Not that I blogged it at the time, but Geely’s multi-brand strategy in 2009 felt doomed. Earlier this year, the company retreated, and brought everything from Englon, Gleagle and Emgrand back under its parent brand again.
   It wasn’t unlike Mazda’s attempt to do the same in the early 1990s, when it began selling cars under marques such as Efini, Autozam and Eunos, as well as its own brand. The bursting of Japan’s bubble economy didn’t help things, but the problems went deeper than that. Those who were used to buying a Mazda Capella from a certain outlet were surprised to find that it had become one of these new channels, and there was no Capella or equivalent to be seen. In fact, for those years, there was no Capella—a nameplate Japanese buyers had become accustomed to for decades—as Mazda decided to offer cars such as the Cronos, which went over the 1,700 mm width that landed it in a higher tax bracket.
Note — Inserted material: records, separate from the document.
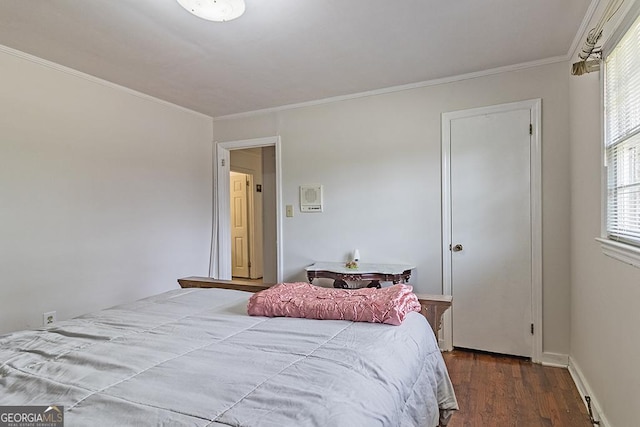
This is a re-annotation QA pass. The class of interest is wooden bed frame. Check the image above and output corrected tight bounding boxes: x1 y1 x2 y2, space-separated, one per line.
178 276 452 338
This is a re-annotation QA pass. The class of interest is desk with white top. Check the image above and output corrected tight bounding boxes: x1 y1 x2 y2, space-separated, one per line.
305 262 416 289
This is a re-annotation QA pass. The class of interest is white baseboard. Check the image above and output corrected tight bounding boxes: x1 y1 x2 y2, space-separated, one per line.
540 352 569 368
569 357 611 427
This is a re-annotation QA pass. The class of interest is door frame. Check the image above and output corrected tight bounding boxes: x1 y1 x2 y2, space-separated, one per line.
441 98 543 362
209 136 283 282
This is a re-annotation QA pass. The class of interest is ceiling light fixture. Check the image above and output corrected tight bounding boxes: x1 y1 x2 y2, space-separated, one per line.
177 0 244 22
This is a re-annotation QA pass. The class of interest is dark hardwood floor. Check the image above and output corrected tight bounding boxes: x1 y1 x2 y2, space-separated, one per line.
443 350 592 427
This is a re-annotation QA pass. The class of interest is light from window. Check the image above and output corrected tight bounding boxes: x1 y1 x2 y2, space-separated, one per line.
604 12 640 246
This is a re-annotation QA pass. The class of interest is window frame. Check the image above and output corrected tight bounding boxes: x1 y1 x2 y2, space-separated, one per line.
596 2 640 268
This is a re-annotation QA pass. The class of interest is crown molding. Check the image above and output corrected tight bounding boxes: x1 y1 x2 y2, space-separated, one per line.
0 44 212 119
213 55 570 122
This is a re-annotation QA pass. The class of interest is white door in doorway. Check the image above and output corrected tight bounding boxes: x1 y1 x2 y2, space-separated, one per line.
229 172 250 278
443 101 534 357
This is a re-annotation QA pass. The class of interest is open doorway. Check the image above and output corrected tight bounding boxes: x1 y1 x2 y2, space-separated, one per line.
210 137 282 283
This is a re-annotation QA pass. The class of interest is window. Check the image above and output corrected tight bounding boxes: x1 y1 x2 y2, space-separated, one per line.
604 12 640 254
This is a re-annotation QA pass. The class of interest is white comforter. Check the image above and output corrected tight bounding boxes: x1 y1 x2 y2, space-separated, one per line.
0 289 457 427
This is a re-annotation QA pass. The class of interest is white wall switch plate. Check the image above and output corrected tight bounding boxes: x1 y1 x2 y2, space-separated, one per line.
42 311 56 326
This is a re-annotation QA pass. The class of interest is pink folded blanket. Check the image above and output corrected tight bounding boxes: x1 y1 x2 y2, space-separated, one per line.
247 282 420 325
   We never noticed much of these issues outside Japan, as these cars were simply sold as Mazda 626, and there were fewer signs of the company’s ambitious plans that landed it in such trouble then-shareholder Ford installed a Scot in charge. It was the first time a Caucasian wound up running a car maker there. Mazda felt embarrassed it wasn’t one of their own.
   Geely might not have had the Chinese economy collapse on it, and it may have been buoyed through the 2000s as it went from being a manufacturer of recycled Daihatsus to a major Chinese automotive force, but there was the obvious problem of increasing its marketing costs dramatically. Could it also develop lines for four marques all of a sudden? Remember, too, it would swallow Volvo around this time, giving it a fifth marque.
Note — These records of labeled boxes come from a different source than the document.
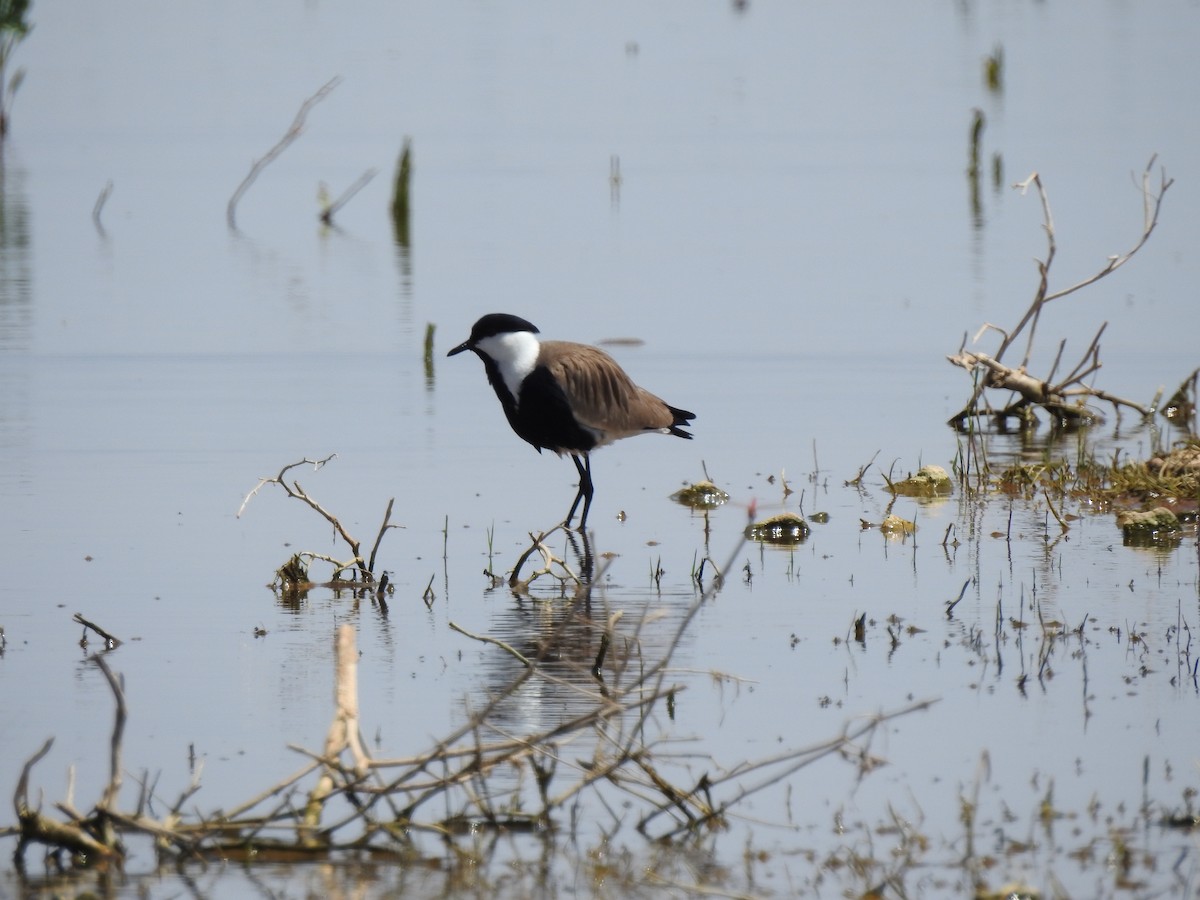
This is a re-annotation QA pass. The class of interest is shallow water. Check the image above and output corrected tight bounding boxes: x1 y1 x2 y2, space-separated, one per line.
0 2 1200 896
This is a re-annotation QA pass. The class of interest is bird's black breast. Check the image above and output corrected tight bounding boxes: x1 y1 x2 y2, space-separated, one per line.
501 366 596 452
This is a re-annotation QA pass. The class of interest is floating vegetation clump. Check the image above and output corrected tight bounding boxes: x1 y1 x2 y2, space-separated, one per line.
880 515 917 538
888 466 954 497
746 512 812 546
1117 506 1183 547
671 481 730 509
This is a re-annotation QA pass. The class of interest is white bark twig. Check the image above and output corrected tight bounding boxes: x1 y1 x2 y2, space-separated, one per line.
226 76 342 232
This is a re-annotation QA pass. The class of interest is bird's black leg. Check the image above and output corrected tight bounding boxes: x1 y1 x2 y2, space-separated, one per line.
563 454 592 532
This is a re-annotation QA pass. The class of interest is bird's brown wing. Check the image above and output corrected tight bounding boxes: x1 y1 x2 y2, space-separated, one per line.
538 341 674 440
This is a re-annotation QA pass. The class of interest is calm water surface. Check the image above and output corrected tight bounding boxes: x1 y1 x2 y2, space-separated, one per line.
0 2 1200 896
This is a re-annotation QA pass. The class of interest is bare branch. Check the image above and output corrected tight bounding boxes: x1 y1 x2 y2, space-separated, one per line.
226 76 342 230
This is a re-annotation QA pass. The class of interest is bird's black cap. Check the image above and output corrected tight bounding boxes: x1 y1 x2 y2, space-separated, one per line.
446 312 538 356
   The answer was no: Geely wound up shifting various models to different marques, badge-engineering others, and generally confusing the state of affairs for Chinese consumers. There’s a solid argument to be made for Geely at the time though: the automotive market was clearly segmenting, and there was a need to have budget and luxury brands. But it didn’t seem organic, but dramatically forced. I take my hat off to Geely for carrying it out, nevertheless, even if some of the models were lacking: the Emgrand EC7, for instance, had rear torsion beam suspension, and it was supposedly a premium product for the well-to-do upper-middle-class Chinese buyer.
   It all came crashing down earlier this year, when Geely realized that it lost economies of scale in marketing, and the most important player in all of this—the consumer—really couldn’t follow what was what. To top it off, these new brands had no goodwill, just as Mazda’s didn’t 20 years before. Unless you’re willing to push these brands like crazy, it’s a hard battle to win, especially in the most competitive market on earth. China, too, has had a downturn in car sales this year, and the heady days of thinking one can adopt multi-brand strategies without the numbers to support them are over.
   Why has it come up? Today, Autocade has successfully recorded the entire current line of Geelys, and there are quite a few historical models in there, too. It was incredibly confusing, too, tracking the new identities of a lot of the models—did the Englon SC5 get renamed? Which lines were dropped because there was a badge-engineered equivalent? And, as is particularly common among Chinese models we put on Autocade, how on earth shall we translate some of these model names? (The practice is to use the Chinese company’s own translations, where available, and not succumb to using the export names to index them.)
   While some pages had the new Geely names appended to the old Englon, Emgrand and Gleagle model pages, there were new entries for the Geely New Emgrand, the old King Kong line along with the Englon SC5-based King Kong hatchback, the two generations of Geely Vision, and the historical Geely Haoqing (an old car based around a 1980s Daihatsu Charade: to think, at the turn of the century, this described pretty much every car in the Geely range) as well as the new flagship SUV that now bears the name.
   The reason for being a bit obsessive over the Geelys, as well as some other models (we added nearly all the current Cadillacs and a few more Chang’ans), is that with the demise of Auto Katalog, I believe more will go online. If we can present a credible new-car site—although we have a long way to go before we get every current model line up—we may go some way to filling the void with Autocade.